Let $(X,d)$ be a metric space and let $\mathrm{Iso}(X)$ denote the group of isometries of $(X,d)$, where the group operation is the composition. Equip $\mathrm{Iso}(X)$ with the topology of pointwise convergence. I have not been able to find any source supporting the claim that $\mathrm{Iso}(X)$ is a topological group. Yet, it seems to me that this claim is really true:
Since the topology on $\mathrm{Iso}(X)$ is the topology of pointwise convergence, it suffices to show that, given any $x \in X$, the mappings $f \mapsto f^{-1}(x)$ and $(f,g) \mapsto f(g(x))$ are continuous. To show the continuity of the mapping $f \mapsto f^{-1}(x)$, let $f \in \mathrm{Iso}(X)$ and $\varepsilon >0$ be given. Define $\mathcal{U}:= \big\lbrace g \in \mathrm{Iso}(X) \, ; \ g(f^{-1}(x))\in B(x,\varepsilon) \big\rbrace$, where $B(x,\varepsilon)=\{ y \in X \, ; \ d(x,y)<\varepsilon \}$. Then $\mathcal{U}$ is an open set, it contains $f$ and, for every $g \in \mathcal{U}$, we have $d\big(f^{-1}(x),g^{-1}(x)\big)=d \big( g(f^{-1}(x),x) \big)<\varepsilon$.
To show that $(f,g) \mapsto f(g(x))$ is continuous, let $f,g\in \mathrm{Iso}(X)$ and $\varepsilon >0$ be given.

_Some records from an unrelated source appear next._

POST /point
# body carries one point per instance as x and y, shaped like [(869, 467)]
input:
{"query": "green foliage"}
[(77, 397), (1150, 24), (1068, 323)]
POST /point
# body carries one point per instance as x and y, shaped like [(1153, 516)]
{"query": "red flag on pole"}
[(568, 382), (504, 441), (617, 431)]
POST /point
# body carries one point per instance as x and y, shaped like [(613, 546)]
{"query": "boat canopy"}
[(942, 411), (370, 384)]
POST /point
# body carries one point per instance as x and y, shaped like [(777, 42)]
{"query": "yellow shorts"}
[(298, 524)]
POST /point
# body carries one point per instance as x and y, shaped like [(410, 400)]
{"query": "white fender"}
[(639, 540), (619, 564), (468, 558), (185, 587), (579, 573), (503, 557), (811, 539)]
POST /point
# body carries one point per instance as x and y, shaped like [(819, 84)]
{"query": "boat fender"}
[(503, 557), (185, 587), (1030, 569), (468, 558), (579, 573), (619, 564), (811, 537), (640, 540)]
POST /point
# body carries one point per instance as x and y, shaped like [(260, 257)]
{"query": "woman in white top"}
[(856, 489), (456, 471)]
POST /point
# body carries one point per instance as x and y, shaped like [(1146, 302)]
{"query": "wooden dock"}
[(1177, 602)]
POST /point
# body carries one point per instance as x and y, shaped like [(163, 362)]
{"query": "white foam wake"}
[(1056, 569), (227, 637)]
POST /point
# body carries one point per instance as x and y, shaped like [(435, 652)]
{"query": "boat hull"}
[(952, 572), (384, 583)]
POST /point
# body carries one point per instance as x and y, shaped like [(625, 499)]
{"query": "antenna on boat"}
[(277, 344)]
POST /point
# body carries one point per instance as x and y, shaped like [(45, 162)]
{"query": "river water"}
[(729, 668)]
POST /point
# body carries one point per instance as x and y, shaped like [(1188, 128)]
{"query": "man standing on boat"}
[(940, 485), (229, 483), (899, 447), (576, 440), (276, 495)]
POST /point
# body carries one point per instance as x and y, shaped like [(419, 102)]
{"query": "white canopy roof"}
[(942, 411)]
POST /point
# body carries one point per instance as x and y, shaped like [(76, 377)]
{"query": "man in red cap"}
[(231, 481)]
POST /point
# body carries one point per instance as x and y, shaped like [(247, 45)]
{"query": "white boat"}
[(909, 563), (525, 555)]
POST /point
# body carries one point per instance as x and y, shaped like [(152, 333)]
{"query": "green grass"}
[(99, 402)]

Let $$\mathcal{U}:= \big\lbrace u \in \mathrm{Iso}(X) \, ; \ u(g(x))\in B\big(f(g(x)),\varepsilon/2\big) \big\rbrace ,$$ $$\mathcal{V}:= \big\lbrace v \in \mathrm{Iso}(X) \, ; \ v(x)\in B(g(x),\varepsilon/2) \big\rbrace .$$ Then $\mathcal{U}$ and $\mathcal{V}$ are open sets, they contain $f$ and $g$, respectively, and, for all $u \in \mathcal{U}$ and $v \in \mathcal{V}$, we have $$d \big( f(g(x)),u(v(x)) \big) \leq d \big( f(g(x)),u(g(x)) \big) + d\big( u(g(x)),u(v(x)) \big) = d \big( f(g(x)),u(g(x)) \big) + d \big( g(x),v(x) \big) < \frac{\varepsilon}{2}+\frac{\varepsilon}{2}.$$
Is my proof correct? Am I right that $\mathrm{Iso}(X)$ is a topological group? If yes, I don't understand why this is not considered one of basic examples of a topological group. I would expect the Wikipedia article on topological groups to mention it.